Он быстро оделся, боясь, что это ощущение – покалывание в кончиках пальцев – исчезнет и руки станут непослушными, чужими, такими же, как у всех людей.
– Быстрее, быстрее! – шептал он сам себе.
В данный момент Хоботову было все едино, что делать. Нашелся бы дома кусок глины, он принялся бы его мять прямо здесь, не обращая внимания, ни на грязь, ни на мусор. Но глина и пластилин находились в мастерской. В квартире он лишь спал, правда, иногда оставался ночевать и в мастерской, это случалось, когда силы покидали его, когда все силы уже были отданы работе и даже добраться до дома, пройти каких-то полкилометра он не мог.
Он выскочил из подъезда, даже не почистив зубы, не попив кофе, и побежал к мастерской. Он бежал будто на пожар, в расстегнутом пальто, в сбившейся на бок шапке, шарф развевался на ветру. Он бежал по лужам, по снегу, он торопился.
«Глина меня ждет, зовет к себе, как больной зовет врача, способного его исцелить. Руки, руки просят ее податливой упругости».
Он воткнул ключ в дверь мастерской, резко повернул его. Заскочило бы что-нибудь в замке, он скорее всего сломал бы ключ. Скульптор открыл мастерскую, стал повсюду зажигать свет, сбросил пальто прямо на диван, туда же швырнул шапку, шарф, свитер, буквально сорвал с себя майку, вырвал брючный ремень. Теперь ему было абсолютно все равно, как он выглядит.
От яркого света мастерская стала напоминать операционную. Огромный кожаный фартук, похожий на фартук мясника, только испачканный не кровью, а глиной, краской, гипсом, прикрыл его тело.
Хоботов зашел в угол мастерской, опустился на колени и поднял тяжелый дощатый люк, под которым в яме лежала глина. Он тут же огромными кусками принялся выбрасывать ее наверх. Глина была холодная, влажная, на ощупь почти живая.
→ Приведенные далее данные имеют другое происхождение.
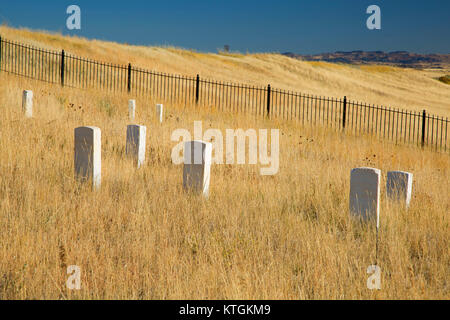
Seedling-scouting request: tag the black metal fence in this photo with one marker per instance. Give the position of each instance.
(400, 126)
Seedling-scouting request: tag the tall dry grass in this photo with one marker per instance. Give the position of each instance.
(381, 85)
(287, 236)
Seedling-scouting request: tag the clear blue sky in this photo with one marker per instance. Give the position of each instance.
(301, 26)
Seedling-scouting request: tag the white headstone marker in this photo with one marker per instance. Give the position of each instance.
(365, 194)
(27, 103)
(159, 112)
(197, 166)
(88, 154)
(136, 142)
(131, 109)
(399, 186)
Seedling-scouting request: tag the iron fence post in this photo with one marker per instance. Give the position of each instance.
(63, 54)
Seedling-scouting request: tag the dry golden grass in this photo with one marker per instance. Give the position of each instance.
(382, 85)
(287, 236)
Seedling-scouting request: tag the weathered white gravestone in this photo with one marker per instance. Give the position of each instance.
(136, 143)
(365, 193)
(197, 166)
(88, 162)
(131, 109)
(399, 186)
(27, 103)
(159, 112)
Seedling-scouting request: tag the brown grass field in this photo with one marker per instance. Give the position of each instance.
(287, 236)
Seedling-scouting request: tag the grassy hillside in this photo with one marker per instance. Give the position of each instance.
(382, 85)
(287, 236)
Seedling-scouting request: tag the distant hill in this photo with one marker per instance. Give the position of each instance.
(396, 58)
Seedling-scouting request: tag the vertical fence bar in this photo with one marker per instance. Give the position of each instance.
(62, 67)
(1, 52)
(344, 112)
(129, 78)
(197, 88)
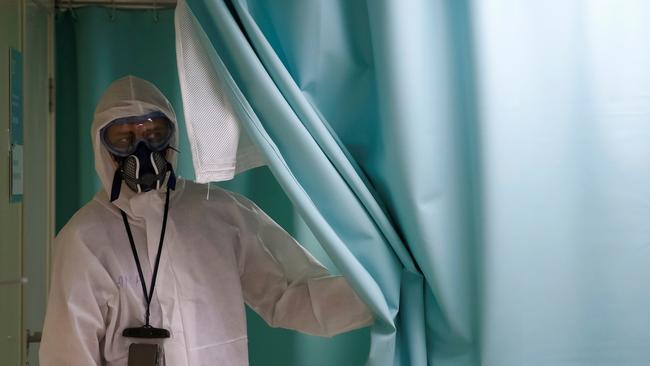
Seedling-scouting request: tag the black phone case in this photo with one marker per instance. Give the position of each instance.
(141, 354)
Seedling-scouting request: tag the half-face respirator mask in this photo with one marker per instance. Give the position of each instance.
(139, 145)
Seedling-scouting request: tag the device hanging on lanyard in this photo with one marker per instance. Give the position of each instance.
(147, 354)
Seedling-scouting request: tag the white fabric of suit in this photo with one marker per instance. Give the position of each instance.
(218, 254)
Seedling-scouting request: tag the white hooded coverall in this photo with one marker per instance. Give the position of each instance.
(218, 254)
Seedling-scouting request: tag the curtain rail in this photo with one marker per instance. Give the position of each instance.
(118, 4)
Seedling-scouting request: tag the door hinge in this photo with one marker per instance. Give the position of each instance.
(51, 95)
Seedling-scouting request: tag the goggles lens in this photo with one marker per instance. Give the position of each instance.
(122, 136)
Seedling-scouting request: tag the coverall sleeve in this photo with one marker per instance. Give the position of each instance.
(80, 286)
(286, 285)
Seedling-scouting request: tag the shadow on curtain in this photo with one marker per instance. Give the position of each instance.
(477, 169)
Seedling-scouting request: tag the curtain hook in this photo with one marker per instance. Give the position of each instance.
(155, 11)
(111, 16)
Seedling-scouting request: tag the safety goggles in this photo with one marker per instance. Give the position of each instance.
(122, 136)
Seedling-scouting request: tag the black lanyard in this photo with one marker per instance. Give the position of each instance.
(148, 296)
На ней оставались следы прикосновений, следы его пальцев и ладоней. Каркас будущей скульптуры был уже сделан давно, но Леонид Хоботов не мог приступить к работе. Он не мог работать в спокойном состоянии, он ждал вдохновения.
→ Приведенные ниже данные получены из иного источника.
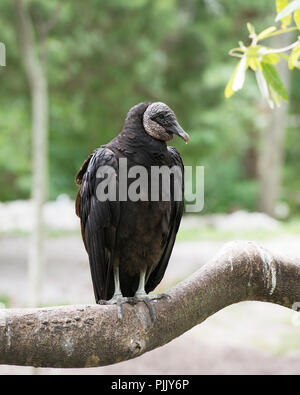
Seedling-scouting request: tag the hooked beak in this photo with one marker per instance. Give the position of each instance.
(177, 129)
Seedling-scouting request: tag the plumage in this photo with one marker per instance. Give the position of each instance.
(127, 238)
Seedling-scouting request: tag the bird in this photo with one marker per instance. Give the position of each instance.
(129, 243)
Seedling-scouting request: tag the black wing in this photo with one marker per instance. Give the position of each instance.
(175, 219)
(99, 221)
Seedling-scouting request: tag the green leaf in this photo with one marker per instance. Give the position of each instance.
(280, 6)
(291, 7)
(297, 17)
(294, 59)
(271, 58)
(263, 86)
(273, 79)
(250, 28)
(276, 98)
(237, 79)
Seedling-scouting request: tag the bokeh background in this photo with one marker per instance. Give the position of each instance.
(103, 57)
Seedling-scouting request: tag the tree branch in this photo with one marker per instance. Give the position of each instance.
(91, 335)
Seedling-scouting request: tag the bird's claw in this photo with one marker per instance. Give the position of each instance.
(117, 300)
(147, 299)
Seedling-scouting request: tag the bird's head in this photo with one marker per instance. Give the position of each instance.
(160, 123)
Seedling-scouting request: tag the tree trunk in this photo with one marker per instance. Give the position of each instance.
(271, 152)
(36, 74)
(92, 335)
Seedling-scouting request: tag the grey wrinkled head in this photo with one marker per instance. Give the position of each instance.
(160, 123)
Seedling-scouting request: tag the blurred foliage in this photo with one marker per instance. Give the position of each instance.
(104, 56)
(261, 59)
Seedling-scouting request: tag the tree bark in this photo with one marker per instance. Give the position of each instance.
(91, 335)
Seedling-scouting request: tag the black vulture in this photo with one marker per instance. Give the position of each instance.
(129, 243)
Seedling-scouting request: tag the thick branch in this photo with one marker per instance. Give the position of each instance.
(91, 335)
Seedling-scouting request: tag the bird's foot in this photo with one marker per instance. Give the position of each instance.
(147, 299)
(118, 300)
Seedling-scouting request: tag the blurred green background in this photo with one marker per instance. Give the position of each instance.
(105, 56)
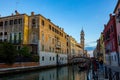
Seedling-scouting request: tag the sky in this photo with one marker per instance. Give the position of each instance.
(72, 15)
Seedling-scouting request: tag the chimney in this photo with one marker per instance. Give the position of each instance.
(110, 16)
(16, 12)
(32, 13)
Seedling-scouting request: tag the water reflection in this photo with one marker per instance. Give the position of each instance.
(64, 73)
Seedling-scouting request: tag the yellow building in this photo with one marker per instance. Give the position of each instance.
(75, 48)
(102, 48)
(23, 29)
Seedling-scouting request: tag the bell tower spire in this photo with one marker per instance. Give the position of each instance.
(82, 39)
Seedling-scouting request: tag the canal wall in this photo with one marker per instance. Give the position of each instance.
(19, 64)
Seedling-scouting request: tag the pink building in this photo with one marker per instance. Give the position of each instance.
(117, 13)
(110, 41)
И вот, наконец, свершилось. Чувства его буквально захлестывали, топили в себе. Он принялся таскать куски глины к станку, бросал их на грязный целлофан.
– Ну, ну, скорее! – бормотал он.
Затем подошел к огромному магнитофону и, изловчившись, нажал на клавишу большим пальцем правой ноги. Музыка буквально взвыла, наполняя мастерскую.
– Хорошо, – прошептал скульптор, бросаясь к станку, покрывая гнутую ржавую проволоку вязкой глиной. – Быстрее, быстрее! – торопил он сам себя, торопил свои руки.
Он не обращал внимания, что его лицо уже мокрое от пота, что все его сильное большое тело стало влажным и липким.
– Ну же, ну! Вот так! – он выворачивал куски влажной глины.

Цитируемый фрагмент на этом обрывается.